Office surgery, Office laparoscopy, Office prolapse surgery, Office TVT surgery
Office surgery, Mora Hospital, outpatient unit, Jan 1999. Laser surgery/Gasless laparoscopy.
Modern healthcare is expensive, especially surgery performed in a regular operating theatre. General anesthesia involves life-threatening risks and undesirable side effects. Local anesthesia minimizes these drawbacks and can be administered by the surgeon. This promotes simplification.
Many gynecological operations can be performed in an office-based setting under local anesthesia and mild sedation. The women walk to and from the procedure room.
Compared to conscious sedation, mild sedation is safe, avoids occasional side effects such as respiratory depression, headache, hangover, nausea and vomiting, amnesia or unpleasant memories of the surgical experience and eliminates the need for surveillance by professional anesthesia personnel.
Nevertheless, the procedure room should have resuscitation equipment including oxygen and suction, an emergency tray with diazepam, atropine, catastrophic adrenaline and a narcotic antidote. Electrocardiography (ECG) equipment and a pulse oximeter.
Office-based surgery results in reduced morbidity, reduced length of hospital stay, reduced lenght of recovery time, reduced total costs and is associated with high patient compliance and satisfaction.
Examples of operations that can be performed as an office-based procedure are
• Exploratory curettage
• Laser surgery
• Thermal endometrial destruction
• Female sterilization
• Incontinence surgery
• Prolapse surgery
In the year of 1992, an office setting was established in Mora hospital Sweden. At first only uncomplicated operations were performed (abortion, exploratory curettage, hysteroscopy, conization, laser surgery), later more complicated operations (thermal endometrial destruction, gasless laparoscopic sterilization/open access technique, TVT-incontinence surgery) and from 1997 office prolapse surgery.
Personnel included the surgeon, an assistant to arrange the instruments and a midwife to monitor the patient’s blood pressure, pulse rate, respiratory rate, blood oxygen saturation, electrocardiogram, level of sedation and to give medications on request from the surgeon. Only the surgeon was dressed in sterile clothing.
At Mora Hospital in Sweden between 1992 and 1998 and at Nordfjord Hospital in Norway between 2000 and 2005, the use of normal operating theatres was almost halved, despite the increased number of time-consuming laparoscopic procedures used for hysterectomy and adnexal surgery.
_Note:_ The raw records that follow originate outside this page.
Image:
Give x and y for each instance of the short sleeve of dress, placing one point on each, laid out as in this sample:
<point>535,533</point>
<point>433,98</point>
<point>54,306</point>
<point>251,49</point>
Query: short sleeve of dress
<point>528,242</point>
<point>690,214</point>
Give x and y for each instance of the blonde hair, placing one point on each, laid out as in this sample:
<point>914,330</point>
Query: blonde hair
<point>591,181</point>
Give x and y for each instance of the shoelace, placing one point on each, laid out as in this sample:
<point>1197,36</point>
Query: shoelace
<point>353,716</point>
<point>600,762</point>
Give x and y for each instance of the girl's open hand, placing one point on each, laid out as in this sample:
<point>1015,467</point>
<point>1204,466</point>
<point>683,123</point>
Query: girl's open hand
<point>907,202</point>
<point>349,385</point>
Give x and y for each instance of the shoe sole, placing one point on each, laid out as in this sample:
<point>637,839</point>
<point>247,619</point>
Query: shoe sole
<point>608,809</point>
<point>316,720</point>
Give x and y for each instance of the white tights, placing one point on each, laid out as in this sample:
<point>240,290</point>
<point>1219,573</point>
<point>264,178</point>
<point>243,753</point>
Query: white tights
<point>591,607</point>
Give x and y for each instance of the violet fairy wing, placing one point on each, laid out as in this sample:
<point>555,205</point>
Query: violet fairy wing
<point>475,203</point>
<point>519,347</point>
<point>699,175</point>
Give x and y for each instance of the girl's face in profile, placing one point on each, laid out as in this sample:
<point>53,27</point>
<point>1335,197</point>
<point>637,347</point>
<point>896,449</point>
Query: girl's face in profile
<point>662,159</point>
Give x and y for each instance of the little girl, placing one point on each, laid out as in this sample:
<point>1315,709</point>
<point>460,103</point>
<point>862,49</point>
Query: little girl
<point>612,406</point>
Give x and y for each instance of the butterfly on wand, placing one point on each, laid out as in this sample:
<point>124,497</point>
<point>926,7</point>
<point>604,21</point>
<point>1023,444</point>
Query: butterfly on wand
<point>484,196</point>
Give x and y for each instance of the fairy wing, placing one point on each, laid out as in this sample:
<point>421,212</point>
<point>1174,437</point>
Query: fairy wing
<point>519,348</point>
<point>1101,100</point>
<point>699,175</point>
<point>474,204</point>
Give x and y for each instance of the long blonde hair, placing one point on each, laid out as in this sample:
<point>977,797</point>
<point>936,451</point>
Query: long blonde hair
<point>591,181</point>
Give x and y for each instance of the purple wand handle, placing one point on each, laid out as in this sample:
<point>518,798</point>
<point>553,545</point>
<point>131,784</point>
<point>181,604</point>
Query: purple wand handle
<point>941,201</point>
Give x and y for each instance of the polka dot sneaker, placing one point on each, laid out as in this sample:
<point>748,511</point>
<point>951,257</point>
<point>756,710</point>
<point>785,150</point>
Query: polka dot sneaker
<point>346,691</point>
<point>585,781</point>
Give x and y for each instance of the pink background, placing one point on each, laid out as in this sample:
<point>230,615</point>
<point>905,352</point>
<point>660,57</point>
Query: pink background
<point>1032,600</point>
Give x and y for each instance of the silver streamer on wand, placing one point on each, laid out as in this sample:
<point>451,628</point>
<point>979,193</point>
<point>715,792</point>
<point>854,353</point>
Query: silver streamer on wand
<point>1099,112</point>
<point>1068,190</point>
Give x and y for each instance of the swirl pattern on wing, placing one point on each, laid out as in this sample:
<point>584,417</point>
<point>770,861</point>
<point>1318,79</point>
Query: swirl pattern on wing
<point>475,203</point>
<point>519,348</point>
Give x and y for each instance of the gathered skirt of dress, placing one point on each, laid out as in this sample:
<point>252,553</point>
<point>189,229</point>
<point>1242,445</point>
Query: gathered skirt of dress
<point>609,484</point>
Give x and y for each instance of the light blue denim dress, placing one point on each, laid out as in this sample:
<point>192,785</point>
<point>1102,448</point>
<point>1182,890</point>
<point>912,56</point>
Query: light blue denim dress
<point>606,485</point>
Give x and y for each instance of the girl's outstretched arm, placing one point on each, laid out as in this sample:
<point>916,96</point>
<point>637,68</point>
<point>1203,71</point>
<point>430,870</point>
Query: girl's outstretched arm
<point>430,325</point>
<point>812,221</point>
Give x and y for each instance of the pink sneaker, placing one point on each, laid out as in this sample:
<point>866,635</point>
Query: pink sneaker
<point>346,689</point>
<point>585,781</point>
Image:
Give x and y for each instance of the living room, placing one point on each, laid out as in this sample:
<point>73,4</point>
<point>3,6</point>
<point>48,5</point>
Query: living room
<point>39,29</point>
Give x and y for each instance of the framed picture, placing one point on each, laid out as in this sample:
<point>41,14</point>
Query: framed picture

This is explained by the relocation of many operations from the normal operating theatre to a local anesthetic unit, a low-resource office-based setting. The relocated operations included endometrial curettage, hysteroscopy, abortion, laser surgery (not at Nordfjord Hospital), conization, thermal endometrial destruction (not at Nordfjord Hospital), gasless laparoscopic sterilization, tension-free vaginal tape for incontinence surgery, and prolapse surgery.
At Mora Hospital in 1998, 63% of all operations were performed under local anesthesia and mild sedation, including 50 of 96 prolapse surgeries. Gynecological in- and outpatient services increased by 29%, health care spending decreased by 22%, and waiting times for surgery decreased by 80%.
The use of laparoscopy instead of opensurgery and office-based surgery instead of regular operating roomsurgery dramatically reduced average length of hospital stay and madeit possible to increase the total number of surgeries.At Nordfjord Hospital, the overall satisfaction rate for office-based surgery performed under local anesthesia and mild sedation was 100%, 97%, 98%, 99%, and 98% in 2002–2006, respectively, based on submitted outcome questionnaires. The women walked to and from the operating room for all types of surgery, including prolapse surgery. Office based surgery is safe, convenient for the patient, and inexpensive and leaves the normal operating theatre available for more advanced surgery, such as LH and VH.